- Standard cover

Studio album by FKA Twigs
- Released: 14 November 2025
- Genres: Dance; trip hop; electronica; avant-garde;
- Length: 40:11
- Labels: Young; Atlantic;
- Producers: Bapari; Manni Dee; Sam Every-Baker; FKA Twigs; Joy Henson; Illangelo; Kelvin Krash; LCN; Petra Levitt; Lilbubblegum; Doc McKinney; Mechatok; Mike Q; Yves Rothman; RougeHotel; Tic;

FKA Twigs chronology
| Eusexua (2025) | Eusexua Afterglow (2025) |  |

Alternative cover

Singles from Eusexua Afterglow
- "Cheap Hotel" Released: 26 September 2025; "Predictable Girl" Released: 11 November 2025; "Hard" Released: 17 November 2025; "Love Crimes" Released: 1 December 2025;

= Eusexua Afterglow =

2025 studio album by FKA Twigs

Eusexua Afterglow (stylised as EUSEXUA Afterglow) is the fourth studio album by the English singer FKA Twigs. Released on 14 November 2025 through Young and Atlantic Records, the album spawned four singles: "Cheap Hotel", "Predictable Girl", "Hard" and "Love Crimes". Initially conceived as a deluxe edition of Eusexua (2025), the album eventually evolved to a standalone work as a sequel to Twigs' previous album.

==Background and release==
In August 2025, during a festival performance as part of the promotion of her third album, Eusexua (2025), Twigs stated that she was releasing another album soon, titled Eusexua Afterglow. Pitchfork confirmed it to be "not a deluxe version, but rather a whole new album". The album was initially conceived as a deluxe edition of FKA Twigs's previous album, but it later evolved into a new project described as a sequel and containing a standalone track listing. "Perfectly", released on 16 July 2025, was originally intended to serve as the lead single from the deluxe edition of the album, but was ultimately excluded from the final tracklist. The track "Margarita", now titled "Sushi", was teased in snippets at several of Barnett's performances.

FKA Twigs officially announced Eusexua Afterglow on 26 September 2025, along with an album trailer, which teased the track "Slushy". According to a press release, FKA Twigs created the word "Eusexua" to "describe the nothingness and focus one feels in the moments leading up to an orgasm", and the album "expands on the feelings that come after experiencing Eusexua, transmuting them into a soundtrack for the hours after the rave and extending that high into the afters". The lead single "Cheap Hotel" was released on the same date, and was accompanied by a seven-minute music video directed by Jordan Hemingway, which stars FKA Twigs alongside Shannon and Shannade Clermont. The album's second single, "Predictable Girl" was released on 11 November 2025. It was accompanied by a music video starring Barnett and Shivawn Joubert, directed by Jordan Hemingway.

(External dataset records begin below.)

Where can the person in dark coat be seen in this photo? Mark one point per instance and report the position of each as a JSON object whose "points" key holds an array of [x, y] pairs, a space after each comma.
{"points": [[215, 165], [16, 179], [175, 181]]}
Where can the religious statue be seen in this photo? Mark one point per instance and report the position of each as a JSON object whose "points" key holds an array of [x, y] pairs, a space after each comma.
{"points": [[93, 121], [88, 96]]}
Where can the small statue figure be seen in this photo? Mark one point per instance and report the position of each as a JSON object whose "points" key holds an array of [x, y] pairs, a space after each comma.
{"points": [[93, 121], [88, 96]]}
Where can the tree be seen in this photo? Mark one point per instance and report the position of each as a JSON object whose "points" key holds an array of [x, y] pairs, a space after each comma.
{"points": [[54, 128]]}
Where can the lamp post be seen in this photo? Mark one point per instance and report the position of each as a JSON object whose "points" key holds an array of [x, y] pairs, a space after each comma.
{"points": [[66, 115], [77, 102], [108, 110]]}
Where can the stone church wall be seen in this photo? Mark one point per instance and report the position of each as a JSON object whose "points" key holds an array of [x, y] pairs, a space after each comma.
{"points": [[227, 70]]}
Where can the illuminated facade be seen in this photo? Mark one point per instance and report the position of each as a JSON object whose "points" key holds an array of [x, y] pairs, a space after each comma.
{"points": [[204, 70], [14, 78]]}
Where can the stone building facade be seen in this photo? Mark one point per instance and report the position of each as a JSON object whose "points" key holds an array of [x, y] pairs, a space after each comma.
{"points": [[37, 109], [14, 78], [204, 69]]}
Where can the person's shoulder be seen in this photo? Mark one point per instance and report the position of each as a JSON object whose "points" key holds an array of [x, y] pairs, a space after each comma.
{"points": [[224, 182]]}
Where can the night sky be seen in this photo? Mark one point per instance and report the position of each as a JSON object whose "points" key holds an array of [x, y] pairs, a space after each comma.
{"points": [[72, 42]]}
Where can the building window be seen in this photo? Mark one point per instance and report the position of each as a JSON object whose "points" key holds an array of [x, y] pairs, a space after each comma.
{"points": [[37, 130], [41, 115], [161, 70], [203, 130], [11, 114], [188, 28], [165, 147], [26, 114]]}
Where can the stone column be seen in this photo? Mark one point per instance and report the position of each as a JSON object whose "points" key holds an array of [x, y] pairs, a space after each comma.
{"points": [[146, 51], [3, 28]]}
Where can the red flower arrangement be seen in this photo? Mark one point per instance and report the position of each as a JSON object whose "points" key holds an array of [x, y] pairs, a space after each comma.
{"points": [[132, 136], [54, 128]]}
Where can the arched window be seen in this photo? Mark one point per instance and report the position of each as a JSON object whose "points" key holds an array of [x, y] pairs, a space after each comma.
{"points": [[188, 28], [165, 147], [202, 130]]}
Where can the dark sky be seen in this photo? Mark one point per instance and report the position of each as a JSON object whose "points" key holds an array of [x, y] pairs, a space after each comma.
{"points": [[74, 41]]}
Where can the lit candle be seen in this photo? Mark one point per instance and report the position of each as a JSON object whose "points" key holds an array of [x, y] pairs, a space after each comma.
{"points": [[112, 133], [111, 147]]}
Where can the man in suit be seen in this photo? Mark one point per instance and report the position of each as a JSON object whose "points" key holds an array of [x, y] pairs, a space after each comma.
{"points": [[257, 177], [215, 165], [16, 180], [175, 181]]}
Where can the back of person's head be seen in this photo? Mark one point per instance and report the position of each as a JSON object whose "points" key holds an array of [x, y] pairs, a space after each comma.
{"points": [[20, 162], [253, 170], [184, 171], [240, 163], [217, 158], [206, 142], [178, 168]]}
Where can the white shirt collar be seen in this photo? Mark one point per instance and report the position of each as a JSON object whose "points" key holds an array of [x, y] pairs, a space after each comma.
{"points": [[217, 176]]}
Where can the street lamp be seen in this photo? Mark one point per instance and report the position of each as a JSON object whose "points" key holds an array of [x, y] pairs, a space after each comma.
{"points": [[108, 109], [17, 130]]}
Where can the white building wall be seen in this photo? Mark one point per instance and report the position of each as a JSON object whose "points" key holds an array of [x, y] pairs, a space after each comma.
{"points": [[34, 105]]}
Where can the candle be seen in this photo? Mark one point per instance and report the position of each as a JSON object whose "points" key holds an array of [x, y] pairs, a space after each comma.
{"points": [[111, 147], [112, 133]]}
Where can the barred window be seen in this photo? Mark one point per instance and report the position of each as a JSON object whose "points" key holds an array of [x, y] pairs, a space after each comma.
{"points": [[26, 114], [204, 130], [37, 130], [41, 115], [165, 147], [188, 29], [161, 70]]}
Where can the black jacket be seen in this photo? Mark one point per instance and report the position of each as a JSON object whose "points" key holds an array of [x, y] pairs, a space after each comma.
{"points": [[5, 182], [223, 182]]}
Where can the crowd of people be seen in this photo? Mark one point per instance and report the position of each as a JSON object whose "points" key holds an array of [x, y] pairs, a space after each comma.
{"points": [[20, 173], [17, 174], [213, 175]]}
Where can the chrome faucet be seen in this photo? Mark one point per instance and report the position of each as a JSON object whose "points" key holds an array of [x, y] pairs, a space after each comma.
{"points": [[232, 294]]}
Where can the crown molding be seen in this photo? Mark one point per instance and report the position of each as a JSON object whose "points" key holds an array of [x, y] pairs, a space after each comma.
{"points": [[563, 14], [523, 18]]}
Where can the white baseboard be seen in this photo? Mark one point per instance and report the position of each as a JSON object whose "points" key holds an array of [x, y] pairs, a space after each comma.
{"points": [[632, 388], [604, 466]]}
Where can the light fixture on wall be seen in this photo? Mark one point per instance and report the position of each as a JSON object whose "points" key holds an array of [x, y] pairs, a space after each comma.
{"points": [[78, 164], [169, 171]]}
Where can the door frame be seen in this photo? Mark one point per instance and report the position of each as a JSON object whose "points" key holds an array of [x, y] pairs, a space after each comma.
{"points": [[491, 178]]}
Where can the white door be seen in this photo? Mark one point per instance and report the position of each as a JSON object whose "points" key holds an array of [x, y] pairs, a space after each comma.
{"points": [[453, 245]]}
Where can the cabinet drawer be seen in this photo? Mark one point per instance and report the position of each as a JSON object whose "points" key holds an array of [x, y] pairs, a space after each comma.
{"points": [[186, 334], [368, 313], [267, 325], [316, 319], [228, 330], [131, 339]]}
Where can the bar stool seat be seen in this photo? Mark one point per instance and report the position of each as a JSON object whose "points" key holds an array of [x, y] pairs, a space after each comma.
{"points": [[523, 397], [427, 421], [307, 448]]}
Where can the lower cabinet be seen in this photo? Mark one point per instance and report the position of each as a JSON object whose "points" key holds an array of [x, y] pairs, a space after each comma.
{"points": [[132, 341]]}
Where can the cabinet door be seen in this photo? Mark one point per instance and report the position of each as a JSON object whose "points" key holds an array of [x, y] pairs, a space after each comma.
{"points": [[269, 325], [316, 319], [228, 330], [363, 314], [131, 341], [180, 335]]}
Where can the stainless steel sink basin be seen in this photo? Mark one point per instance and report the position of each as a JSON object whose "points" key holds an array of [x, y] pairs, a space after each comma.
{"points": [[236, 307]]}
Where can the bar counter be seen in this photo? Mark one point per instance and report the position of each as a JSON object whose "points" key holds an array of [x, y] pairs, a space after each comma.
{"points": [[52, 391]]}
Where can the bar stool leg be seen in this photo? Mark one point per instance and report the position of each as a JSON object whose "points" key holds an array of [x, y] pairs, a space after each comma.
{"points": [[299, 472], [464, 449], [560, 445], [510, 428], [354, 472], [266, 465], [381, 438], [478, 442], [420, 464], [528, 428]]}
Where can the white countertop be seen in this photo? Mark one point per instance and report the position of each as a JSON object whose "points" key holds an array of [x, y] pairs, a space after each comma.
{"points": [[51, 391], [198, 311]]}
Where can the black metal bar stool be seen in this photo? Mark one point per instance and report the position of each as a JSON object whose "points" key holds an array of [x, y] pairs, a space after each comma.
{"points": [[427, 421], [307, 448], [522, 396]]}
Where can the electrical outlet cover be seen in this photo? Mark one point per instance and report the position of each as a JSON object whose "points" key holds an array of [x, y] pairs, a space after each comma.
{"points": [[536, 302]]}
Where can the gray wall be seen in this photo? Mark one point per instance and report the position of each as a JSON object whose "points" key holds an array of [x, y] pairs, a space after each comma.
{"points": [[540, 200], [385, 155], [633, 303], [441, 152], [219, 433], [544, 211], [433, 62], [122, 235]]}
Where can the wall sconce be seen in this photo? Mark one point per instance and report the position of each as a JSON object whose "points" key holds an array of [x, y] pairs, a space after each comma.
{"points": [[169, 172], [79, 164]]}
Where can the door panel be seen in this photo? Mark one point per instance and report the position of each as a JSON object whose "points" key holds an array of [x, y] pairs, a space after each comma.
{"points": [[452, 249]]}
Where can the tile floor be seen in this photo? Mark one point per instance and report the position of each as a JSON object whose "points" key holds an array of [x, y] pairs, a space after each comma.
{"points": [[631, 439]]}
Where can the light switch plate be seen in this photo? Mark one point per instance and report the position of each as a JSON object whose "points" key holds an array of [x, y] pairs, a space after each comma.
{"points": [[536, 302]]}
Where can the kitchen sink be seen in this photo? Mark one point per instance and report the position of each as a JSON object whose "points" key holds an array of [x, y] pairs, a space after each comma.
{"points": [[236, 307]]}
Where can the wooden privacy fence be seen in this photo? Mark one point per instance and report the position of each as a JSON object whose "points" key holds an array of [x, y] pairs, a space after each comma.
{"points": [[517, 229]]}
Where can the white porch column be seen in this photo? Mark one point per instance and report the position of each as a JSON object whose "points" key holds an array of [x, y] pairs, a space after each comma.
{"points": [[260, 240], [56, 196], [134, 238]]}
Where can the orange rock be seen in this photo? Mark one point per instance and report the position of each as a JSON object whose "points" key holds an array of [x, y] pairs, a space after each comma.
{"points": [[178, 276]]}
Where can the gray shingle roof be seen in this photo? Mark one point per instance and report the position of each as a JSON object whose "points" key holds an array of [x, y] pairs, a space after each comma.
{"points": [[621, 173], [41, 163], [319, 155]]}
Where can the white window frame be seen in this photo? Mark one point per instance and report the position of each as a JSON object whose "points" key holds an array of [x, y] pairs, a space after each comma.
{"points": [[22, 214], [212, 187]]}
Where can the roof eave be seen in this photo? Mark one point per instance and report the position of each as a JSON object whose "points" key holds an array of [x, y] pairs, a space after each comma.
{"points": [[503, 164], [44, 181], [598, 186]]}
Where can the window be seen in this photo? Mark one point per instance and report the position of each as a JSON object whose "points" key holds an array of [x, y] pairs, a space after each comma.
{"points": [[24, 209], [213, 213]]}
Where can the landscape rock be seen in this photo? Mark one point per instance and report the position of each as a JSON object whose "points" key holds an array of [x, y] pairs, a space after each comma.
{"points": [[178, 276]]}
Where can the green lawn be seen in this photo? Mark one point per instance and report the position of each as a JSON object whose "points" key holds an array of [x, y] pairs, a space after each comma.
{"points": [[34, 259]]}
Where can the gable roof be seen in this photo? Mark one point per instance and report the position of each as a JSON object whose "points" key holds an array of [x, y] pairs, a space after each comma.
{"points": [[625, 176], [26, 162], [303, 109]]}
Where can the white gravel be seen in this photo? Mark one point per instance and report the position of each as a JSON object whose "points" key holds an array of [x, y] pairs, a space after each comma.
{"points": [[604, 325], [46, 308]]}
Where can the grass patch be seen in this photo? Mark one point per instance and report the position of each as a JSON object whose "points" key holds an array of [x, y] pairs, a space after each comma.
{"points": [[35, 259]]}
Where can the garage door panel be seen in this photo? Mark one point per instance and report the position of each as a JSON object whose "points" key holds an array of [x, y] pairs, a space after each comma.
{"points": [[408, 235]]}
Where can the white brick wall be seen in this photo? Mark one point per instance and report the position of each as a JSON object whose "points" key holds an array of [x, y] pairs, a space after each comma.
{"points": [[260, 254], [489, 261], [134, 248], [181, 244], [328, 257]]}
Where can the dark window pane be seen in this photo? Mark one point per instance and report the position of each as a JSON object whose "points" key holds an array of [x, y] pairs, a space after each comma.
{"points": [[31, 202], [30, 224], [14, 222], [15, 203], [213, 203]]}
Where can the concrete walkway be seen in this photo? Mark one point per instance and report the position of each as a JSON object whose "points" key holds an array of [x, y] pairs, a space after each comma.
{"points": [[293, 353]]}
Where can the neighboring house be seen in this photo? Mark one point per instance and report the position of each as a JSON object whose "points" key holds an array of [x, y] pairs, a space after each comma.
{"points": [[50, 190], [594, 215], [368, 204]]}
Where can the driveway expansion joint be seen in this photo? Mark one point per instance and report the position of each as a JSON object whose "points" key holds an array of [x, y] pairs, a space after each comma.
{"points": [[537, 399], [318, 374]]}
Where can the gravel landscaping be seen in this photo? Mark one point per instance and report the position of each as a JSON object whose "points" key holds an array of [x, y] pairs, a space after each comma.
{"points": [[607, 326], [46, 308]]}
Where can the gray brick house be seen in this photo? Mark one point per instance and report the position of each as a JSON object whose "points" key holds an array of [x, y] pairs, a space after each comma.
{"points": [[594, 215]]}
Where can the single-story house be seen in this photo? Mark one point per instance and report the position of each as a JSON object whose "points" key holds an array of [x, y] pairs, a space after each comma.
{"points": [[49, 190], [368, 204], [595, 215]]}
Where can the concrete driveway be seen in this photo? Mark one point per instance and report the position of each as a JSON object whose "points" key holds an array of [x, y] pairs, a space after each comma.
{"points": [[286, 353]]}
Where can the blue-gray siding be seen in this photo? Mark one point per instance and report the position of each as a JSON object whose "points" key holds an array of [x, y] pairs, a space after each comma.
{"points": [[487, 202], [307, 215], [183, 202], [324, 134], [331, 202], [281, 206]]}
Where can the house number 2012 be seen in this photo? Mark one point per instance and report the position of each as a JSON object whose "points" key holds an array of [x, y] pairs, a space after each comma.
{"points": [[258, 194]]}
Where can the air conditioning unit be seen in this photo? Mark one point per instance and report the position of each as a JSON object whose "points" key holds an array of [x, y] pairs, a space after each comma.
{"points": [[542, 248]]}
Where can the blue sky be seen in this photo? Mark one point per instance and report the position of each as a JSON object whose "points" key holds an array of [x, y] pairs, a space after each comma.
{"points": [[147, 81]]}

Eusexua Afterglow was released on 14 November 2025 through Young and Atlantic Records. The music video for the track "Hard", directed by Jordan Hemingway, was released on the same day. The music video for the track "Love Crimes", directed by Jordan Hemingway, was released on 1 December 2025.

FKA Twigs is scheduled to embark on the Body High Tour in North America and Europe from March to June 2026 in support of the album.

==Critical reception==

Upon release, Eusexua Afterglow received positive reviews from music critics.

Professional ratings
Aggregate scores
| Source | Rating |
| AnyDecentMusic? | 7.5/10 |
| Metacritic | 77/100 |
Review scores
| Source | Rating |
| AllMusic | Star |
| Clash | 8/10 |
| Financial Times | Star |
| Hot Press | 8/10 |
| NME | Star |
| Pitchfork | 7.4/10 |
| Rolling Stone | Star Half star |
| The Skinny | Star |
| Slant Magazine | Star |
| Sputnikmusic | 3.6/5 |

==Track listing==

Eusexua Afterglow track listing
| No. | Title | Music | Producer(s) | Length |
|---|---|---|---|---|
| 1. | "Love Crimes" | Balzacc30; FKA Twigs; RougeHotel; Sid Spada; Tyrone Griffin Jr.; | FKA Twigs; Manni Dee; RougeHotel; Hezen^{[a]}; | 2:41 |
| 2. | "Slushy" | Chris Thomas; Finn Frederick Wigan; FKA Twigs; Manni Dee; RougeHotel; | FKA Twigs; Dee; Wigan^{[a]}; Kurisu^{[a]}; | 3:34 |
| 3. | "Wild and Alone" (featuring PinkPantheress) | FKA Twigs; Jordan Asher Cruz; Rick Nowels; Victoria Walker; | Batu; FKA Twigs; LCN; Jonny Leslie^{[a]}; Dee^{[a]}; Stuart Price^{[a]}; | 4:09 |
| 4. | "Hard" | FKA Twigs; Dee; Mechatok; Robert Graff; | FKA Twigs; Mechatok; Dee^{[a]}; | 3:34 |
| 5. | "Cheap Hotel" | FKA Twigs; Joy Henson; Lilbubblegum; Dee; Petra Levitt; | FKA Twigs; Henson; Dee; Levitt; Lilbubblegum; | 3:30 |
| 6. | "Touch a Girl" | FKA Twigs; Kelvin Magnusen; Dee; | FKA Twigs; Kelvin Krash; Dee; Henson^{[a]}; Levitt^{[a]}; | 3:00 |
| 7. | "Predictable Girl" | FKA Twigs; Henson; Dee; Levitt; James Napier; Sam Every-Baker; Timmaz Zolleyn; | FKA Twigs; Dee; Tic; Every-Baker; RougeHotel; Mechatok^{[a]}; Oli XL^{[a]}; | 2:26 |
| 8. | "Sushi" | Arielle Baptiste; FKA Twigs; Dee; Robert Cook; Yves Rothman; | Bapari; FKA Twigs; Dee; Mike Q; Rothman; CityTronix^{[a]}; Leslie^{[a]}; Liza Kaye^{[a]}; | 5:23 |
| 9. | "Piece of Mine" | FKA Twigs; Henson; Lilbubblegum; Dee; Levitt; Every-Baker; | FKA Twigs; Henson; Lilbubblegum; Dee; Levitt; Every-Baker^{[c]}; Leslie^{[a]}; | 3:15 |
| 10. | "Lost All My Friends" | Baptiste; Daniel Harle; FKA Twigs; Dee; | Bapari; Dee; Leslie^{[c]}; Mechatok^{[a]}; | 3:45 |
| 11. | "Stereo Boy" | Carlo Montagnese; FKA Twigs; Martin McKinney; | Doc McKinney; Dokii; FKA Twigs; Illangelo; | 4:52 |
| Total length: |  |  |  | 40:11 |

===Notes===
- signifies a co-producer
- signifies an additional producer

==Personnel==
Credits adapted from Tidal.
- FKA Twigs – vocals
- Sam Every-Baker – engineering (all tracks), mixing (tracks 7–9); bass, keyboards, synthesizer (9)
- Matt Colton – mastering
- Dan Harfield – mastering assistance (1–6, 8–11)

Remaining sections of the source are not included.